The Army National Guard's (ARNG) training strategy prescribes the use of a platform-independent, low-cost, PC-based appended trainer to support the Guard's Armor and Infantry forces to train individual, crew and platoon gunnery at the Armory location. The National Guard is accomplishing this by upgrading the current Abrams-Full-crew Interactive Simulation Trainer (A-FIST) with PC-based image generation and developing the Full-crew Interactive Simulation Trainer-Bradley (FIST-B). The identical Instructor/Operator (I/O) console and open architecture allows training support for both combat vehicles at a fraction of the traditional procurement costs. The combination of these training devices has been renamed the Appended Conduct of Fire Trainer or A-COFT.
Application of open architecture technology allows the ARNG to provide increased gunnery training opportunities for individuals, crews and platoons, producing increased unit readiness at a fraction of the time and funding of conventional training methods (list some of these). A common hardware and software baseline to these and other gunnery systems provides the added advantage of reduced lifecycle costs and "welded" upgrades with Army-approved trainers, such as COFT.

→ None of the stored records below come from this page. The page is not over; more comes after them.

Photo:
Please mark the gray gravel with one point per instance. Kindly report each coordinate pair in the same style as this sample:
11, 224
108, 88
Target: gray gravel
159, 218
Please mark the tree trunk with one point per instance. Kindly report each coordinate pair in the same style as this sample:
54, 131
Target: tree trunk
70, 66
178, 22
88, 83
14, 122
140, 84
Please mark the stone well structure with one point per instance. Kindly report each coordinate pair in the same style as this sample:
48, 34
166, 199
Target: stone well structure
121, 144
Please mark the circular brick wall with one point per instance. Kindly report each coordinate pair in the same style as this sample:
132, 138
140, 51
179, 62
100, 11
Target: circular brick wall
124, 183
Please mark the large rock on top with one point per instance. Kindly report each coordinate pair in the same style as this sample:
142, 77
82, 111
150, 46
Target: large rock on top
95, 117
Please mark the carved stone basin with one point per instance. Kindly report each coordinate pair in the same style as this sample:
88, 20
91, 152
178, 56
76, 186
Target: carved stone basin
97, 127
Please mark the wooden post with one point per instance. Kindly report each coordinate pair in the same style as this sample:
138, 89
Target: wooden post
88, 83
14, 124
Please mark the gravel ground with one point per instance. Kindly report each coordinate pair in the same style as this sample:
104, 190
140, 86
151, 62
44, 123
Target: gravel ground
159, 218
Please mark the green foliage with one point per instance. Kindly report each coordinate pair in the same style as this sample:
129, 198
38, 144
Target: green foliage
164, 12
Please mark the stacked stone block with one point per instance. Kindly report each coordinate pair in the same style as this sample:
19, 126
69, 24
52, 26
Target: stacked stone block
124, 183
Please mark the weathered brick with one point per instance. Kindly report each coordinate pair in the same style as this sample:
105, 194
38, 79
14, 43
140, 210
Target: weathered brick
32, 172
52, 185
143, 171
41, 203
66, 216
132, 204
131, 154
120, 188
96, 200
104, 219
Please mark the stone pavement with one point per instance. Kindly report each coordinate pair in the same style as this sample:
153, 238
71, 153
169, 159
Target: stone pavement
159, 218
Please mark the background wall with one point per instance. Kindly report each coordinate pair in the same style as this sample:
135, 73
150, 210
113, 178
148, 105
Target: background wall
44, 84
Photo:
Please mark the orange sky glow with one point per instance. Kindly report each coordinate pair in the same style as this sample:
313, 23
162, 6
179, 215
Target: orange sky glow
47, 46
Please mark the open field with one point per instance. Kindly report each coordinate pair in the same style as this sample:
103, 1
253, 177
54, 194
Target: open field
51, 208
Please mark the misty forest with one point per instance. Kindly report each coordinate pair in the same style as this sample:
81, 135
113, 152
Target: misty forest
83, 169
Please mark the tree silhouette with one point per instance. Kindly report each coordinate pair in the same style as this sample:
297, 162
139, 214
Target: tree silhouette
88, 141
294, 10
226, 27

The development of the A-COFT program has lead to the reuse of traditional gunnery training matrices while moving away from a hardware-dependent system. The emergence of PC-based technology may provide the groundwork for the utilization of SIMNET to meet the maneuver training requirements of the ARNG. Networked with the A-COFT, the PC-based trainers will provide increased training opportunities at an Armory location, overcoming the distance and time constraints of ARNG training.